December 20, 2021
In today’s message you will find:
- COVID surveillance update
- Monoclonal Antibody Treatment for COVID-19 – Information for Providers
- We are encouraging Manitobans to #CelebrateSafe this holiday season
- Joint press conference with CMA on alarming rise of Physician Mistreatment & Abuse
- Extra Funding to Expand Physician-Led Vaccination
- Events & Learning Opportunities
COVID-19 Surveillance Update
Since our last update on Wednesday, December 15:
- Daily cases up significantly: 1,250 new cases of COVID-19 have been identified, a daily average of 250 (up from 171). This includes 200 new cases today, and 333 new cases on Sunday, which is a high since the third wave six months ago. The total case count in Manitoba now stands at 71,590.
- Test positivity jumps: The provincial five-day test positivity rate is 8.0%, from 6.2% last Wednesday. In Winnipeg, 8.1% which is a big increase from 4.4% last week. The test positivity rate in Winnipeg is now slightly higher than the provincial rate.
- Active cases jump: There are 2.183 active COVID-19 cases province-wide, up from 1,779 last Wednesday.
- Hospitalizations down: There are 137 people in hospitals due to COVID-19, down from 139 last Wednesday. This includes 27 COVID-related patients in Manitoba ICUs, down from 34.
- Nine more people have died from COVID-19. This brings the total COVID-19 related deaths to 1,366.
According to Health Canada’s tracking, Manitoba had 92 cases per 100,000 over the last seven days, up from 87 last Wednesday and a high for the fourth wave. The average across Canada is 103, being driven by 186 cases per 100,000 in Quebec and 120 per 100,000 in New Brunswick.
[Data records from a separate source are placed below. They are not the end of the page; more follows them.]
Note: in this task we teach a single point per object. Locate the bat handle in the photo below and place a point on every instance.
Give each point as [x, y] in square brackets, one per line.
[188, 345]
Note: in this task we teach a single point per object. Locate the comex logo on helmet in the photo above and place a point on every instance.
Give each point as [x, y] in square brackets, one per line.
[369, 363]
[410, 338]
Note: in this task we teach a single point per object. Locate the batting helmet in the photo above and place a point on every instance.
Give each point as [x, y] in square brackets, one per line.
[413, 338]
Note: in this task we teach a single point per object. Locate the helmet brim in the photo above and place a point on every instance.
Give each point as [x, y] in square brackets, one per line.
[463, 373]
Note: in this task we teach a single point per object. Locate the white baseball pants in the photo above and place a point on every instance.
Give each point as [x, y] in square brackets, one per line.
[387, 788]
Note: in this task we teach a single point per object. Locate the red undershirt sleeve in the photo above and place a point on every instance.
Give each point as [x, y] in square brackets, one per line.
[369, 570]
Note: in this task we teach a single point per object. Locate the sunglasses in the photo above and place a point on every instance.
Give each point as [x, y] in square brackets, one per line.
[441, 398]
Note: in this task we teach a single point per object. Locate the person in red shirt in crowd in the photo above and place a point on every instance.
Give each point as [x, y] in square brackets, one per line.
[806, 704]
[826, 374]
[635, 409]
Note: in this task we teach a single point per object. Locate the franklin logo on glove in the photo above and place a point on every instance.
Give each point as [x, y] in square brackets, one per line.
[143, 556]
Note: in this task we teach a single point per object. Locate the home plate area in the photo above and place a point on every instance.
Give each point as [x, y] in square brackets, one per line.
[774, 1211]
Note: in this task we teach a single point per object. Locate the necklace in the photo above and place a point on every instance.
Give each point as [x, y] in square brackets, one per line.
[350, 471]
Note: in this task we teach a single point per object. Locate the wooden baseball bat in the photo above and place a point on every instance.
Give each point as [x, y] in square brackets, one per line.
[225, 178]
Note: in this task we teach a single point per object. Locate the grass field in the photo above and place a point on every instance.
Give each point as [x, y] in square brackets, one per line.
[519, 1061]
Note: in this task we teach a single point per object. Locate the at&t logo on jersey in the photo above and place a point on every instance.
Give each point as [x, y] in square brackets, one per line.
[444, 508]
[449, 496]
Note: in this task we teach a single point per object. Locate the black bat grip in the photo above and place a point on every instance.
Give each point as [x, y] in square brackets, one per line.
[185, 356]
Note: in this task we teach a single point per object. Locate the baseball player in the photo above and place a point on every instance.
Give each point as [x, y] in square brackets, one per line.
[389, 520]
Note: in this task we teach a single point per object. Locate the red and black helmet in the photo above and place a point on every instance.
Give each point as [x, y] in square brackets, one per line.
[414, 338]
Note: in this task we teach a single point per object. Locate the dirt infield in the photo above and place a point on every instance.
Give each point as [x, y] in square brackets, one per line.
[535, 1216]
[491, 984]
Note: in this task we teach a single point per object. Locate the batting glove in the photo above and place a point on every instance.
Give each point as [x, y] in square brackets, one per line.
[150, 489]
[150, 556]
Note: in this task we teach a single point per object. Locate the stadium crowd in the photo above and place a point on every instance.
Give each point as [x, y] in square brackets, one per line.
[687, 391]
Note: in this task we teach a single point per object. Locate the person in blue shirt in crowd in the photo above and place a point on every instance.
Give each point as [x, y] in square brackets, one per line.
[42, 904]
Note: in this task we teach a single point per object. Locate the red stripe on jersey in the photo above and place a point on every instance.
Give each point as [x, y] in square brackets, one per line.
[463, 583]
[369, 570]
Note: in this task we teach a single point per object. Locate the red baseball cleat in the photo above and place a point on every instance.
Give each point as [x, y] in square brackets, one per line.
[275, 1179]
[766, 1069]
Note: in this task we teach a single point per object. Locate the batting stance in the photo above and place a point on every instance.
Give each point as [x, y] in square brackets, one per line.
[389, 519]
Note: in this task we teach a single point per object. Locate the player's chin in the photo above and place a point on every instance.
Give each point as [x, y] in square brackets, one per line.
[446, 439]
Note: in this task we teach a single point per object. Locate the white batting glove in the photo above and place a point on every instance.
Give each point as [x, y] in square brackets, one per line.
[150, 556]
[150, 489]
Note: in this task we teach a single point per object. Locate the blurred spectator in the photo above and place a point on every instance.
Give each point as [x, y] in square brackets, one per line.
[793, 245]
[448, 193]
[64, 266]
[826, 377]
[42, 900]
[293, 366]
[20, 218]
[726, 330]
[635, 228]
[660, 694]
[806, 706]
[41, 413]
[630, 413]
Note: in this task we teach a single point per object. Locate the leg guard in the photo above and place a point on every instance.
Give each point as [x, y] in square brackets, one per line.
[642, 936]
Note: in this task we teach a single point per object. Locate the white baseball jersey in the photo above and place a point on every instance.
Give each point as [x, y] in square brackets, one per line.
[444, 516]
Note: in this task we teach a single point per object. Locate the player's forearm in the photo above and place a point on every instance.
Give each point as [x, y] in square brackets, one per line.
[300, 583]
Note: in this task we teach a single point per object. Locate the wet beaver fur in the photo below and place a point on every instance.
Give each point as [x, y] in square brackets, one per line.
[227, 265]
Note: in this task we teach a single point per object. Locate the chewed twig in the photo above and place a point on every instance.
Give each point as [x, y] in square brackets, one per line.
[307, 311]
A total of 17 cases of the Omicron variant have been identified in Manitoba so far, up 9 from last count. There are likely more cases in Manitoba than have been identified by labs so far.
In Ontario, it’s now estimated Omicron accounts for 88% of new cases, up significantly from 20% one week ago. The Ontario Science Table estimates cases are doubling every 2.7 days. As Omicron cases take over in Ontario, the Science Table is also seeing effectiveness of two doses of vaccine dropping significantly, though protection against hospital and ICU admission appear to be holding in these very early days (see powerful visual).
The World Health Organization emphasized the threat of Omicron today too. “There is now consistent evidence that Omicron is spreading significantly faster than the Delta variant,” WHO director-general Tedros Adhanom Ghebreyesus told a news briefing in Geneva. “And it is more likely people vaccinated or recovered from COVID-19 could be infected or re-infected.”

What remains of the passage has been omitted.